The series took lumps from bluenoses because of its violence (killjoy parents...Grrr...) and some of the racial stereotypes (never mind that the show actually shows an Indian boy being treated with respect by his fellow adventurers). But it still stands as one of the coolest animated shows on TV, with a distinctive pulp-comic look courtesy of creator Doug Wildey, an indisputably great horn-punctuated Hoyt Curtin theme song, and a merciless edge decades ahead of its time: The good guys threw punches and kicked ass when necessity dictated, bad guys frequently displayed complex political motivations, and people actually died...Sometimes very violently.
Most of the time Jonny Quest traversed James Bond-style pathways, and many of Jonny's and Hadji's provided a lighter touch, but a few episodes veered squarely into nightmare territory. In "The Curse of Anubis," an Egyptian professor steals a sacred relic from one of the ancient Pyramids in an effort to unite his people against foreign interests (pretty heady stuff for a kid's cartoon). He ends up re-animating a massive, very frightening mummy who crushes the Egyptian prof to death in a cave-in. Elsewhere, a giant robotic spider, single red eye glowering, tears up a military base in "The Robot Spy".
There were spooky voodoo inferences ("The Dreadful Doll," which sports a scarily-wide-eyed mesmerised little zombified girl), carnivorous giant reptiles barely contained by a bald, bug-eyed villain ("Dragons of Ashida"), and a people-disintegrating energy beast straight out of Forbidden Planet ("The Invisible Monster").
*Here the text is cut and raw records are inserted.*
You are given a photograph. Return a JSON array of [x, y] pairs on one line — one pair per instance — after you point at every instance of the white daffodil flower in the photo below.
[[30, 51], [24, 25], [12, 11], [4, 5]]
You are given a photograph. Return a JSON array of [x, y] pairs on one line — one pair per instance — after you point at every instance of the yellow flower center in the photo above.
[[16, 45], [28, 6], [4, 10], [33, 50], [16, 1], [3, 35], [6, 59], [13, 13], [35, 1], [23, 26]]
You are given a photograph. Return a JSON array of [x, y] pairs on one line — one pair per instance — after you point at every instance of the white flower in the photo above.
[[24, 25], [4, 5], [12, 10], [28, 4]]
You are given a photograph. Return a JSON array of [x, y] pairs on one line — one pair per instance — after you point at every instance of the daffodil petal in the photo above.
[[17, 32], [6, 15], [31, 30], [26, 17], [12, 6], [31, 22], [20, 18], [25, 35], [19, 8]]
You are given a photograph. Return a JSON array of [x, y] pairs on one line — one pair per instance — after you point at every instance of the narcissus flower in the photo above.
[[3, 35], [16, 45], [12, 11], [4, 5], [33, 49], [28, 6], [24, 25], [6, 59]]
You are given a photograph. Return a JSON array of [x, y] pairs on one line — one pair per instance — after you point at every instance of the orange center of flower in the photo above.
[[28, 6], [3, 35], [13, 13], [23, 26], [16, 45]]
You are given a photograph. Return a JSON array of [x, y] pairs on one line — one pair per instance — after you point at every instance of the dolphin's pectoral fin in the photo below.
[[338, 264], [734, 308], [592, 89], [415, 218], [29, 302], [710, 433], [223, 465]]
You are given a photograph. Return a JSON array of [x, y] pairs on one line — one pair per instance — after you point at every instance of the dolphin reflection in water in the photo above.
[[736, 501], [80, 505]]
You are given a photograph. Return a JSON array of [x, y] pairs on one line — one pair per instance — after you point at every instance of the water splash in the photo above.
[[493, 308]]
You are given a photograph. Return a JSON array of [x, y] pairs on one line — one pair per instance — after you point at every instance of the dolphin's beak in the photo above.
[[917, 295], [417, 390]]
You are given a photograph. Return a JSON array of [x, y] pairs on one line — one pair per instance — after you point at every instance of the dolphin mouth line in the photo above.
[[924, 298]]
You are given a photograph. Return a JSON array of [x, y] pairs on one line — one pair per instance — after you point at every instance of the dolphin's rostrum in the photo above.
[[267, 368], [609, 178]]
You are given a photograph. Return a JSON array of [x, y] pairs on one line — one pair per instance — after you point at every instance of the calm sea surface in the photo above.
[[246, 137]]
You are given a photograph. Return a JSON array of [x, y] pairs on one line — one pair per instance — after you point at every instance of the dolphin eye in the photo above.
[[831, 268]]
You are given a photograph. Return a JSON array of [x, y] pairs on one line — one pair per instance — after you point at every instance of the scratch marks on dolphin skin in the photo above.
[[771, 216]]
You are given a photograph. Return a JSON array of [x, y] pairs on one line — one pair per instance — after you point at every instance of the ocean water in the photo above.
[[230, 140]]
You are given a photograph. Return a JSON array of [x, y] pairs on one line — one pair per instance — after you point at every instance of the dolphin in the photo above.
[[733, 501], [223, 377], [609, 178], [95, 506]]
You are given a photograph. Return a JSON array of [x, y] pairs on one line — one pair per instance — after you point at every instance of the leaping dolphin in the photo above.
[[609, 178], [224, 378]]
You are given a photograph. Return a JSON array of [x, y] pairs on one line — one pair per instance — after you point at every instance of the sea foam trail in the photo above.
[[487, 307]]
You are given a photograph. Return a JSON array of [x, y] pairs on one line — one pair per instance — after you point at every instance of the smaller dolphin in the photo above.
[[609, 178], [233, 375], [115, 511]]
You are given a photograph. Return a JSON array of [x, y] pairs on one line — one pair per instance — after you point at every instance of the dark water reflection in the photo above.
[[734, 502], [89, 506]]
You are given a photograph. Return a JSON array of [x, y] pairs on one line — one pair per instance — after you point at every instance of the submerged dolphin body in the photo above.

But the most terrifying episode of Jonny Quest, and one of the creepiest animated half-hours you'll ever see, is "The Sea Haunt." Jonny and company land their super-plane on a deserted freighter, only to discover that the crew's either been picked off by (or fled from) a giant aquatic dinosaur-man. Dr. Quest reads passages from the captain's log, describing the monster's vicious path of mayhem in gruesome detail. Then the monster smashes the jet, marooning Jonny, Dr. Quest, Race, and Hadji (along with an admittedly un-PC Chinese cook) in the middle of the Java Sea. The giant monster's scary as hell, and Curtin's score really rattles the nerves in places. If Aliens director James Cameron denies having ever seen this as a kid, he's a bloody liar as well as an egotistical twinkie.